SQL – Absolutely essential for querying databases, still at the heart of all data work.
(Optional) R – Useful for stats-heavy work, academia, and certain visualizations.
Pandas, NumPy – For efficient data manipulation and preprocessing.
Polars – Rising in popularity for large-scale dataframes (faster than pandas).
Dask – Parallel processing on large datasets.
PySpark – For big data workflows, especially if you're using distributed systems.
Matplotlib / Seaborn / Plotly – For exploratory and publication-ready visuals.
Altair / Dash / Streamlit – For interactive visualizations and quick dashboards.
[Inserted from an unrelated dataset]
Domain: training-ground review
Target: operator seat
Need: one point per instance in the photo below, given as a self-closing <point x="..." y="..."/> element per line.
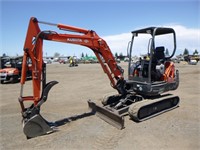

scikit-learn – Core ML models, still very relevant.
XGBoost / LightGBM / CatBoost – Essential for tabular data and competitions.
TensorFlow / PyTorch – For deep learning (NLP, CV, LLMs, etc.)
Transformers (🤗 Hugging Face) – For working with pretrained LLMs and building AI apps.
AWS / GCP / Azure – Cloud deployment and scalable ML.
Docker + Kubernetes – For containerization and orchestration.
MLflow / DVC / Weights & Biases – Model versioning, tracking experiments.
FastAPI / Flask – Serve your ML models as APIs.
LangChain / LlamaIndex – For building data-aware AI agents and chatbots.
OpenAI API / Claude / Gemini Pro – Use LLMs to build AI copilots or integrate into apps.
Vector DBs (Pinecone, FAISS, Chroma) – For retrieval-augmented generation (RAG) and LLM-based search engines.
Git + GitHub – For version control.
JupyterLab / VS Code – IDEs of choice.
Notion / Obsidian – For organizing notes, projects, or documenting pipelines.
Bonus: What I Focused on During My B.Tech in Data Science
Built projects using scikit-learn + Streamlit to demo real-time ML models.
Practiced prompt engineering and LLM integration using OpenAI’s API.
Took internships where I used Docker + AWS + MLflow to track models.
Participated in Kaggle to sharpen skills in modeling + feature engineering.
Final Thoughts
If you're doing a Data Science in B. Tech, don’t just learn tools—build real projects with them. In 2025, employers are looking for hands-on experience with modern ML workflows, LLMs, and deployment—not just theoretical knowledge.
Stay updated, build your GitHub portfolio, and get comfortable with cloud + AI integrations. That’s where the future of data science is headed.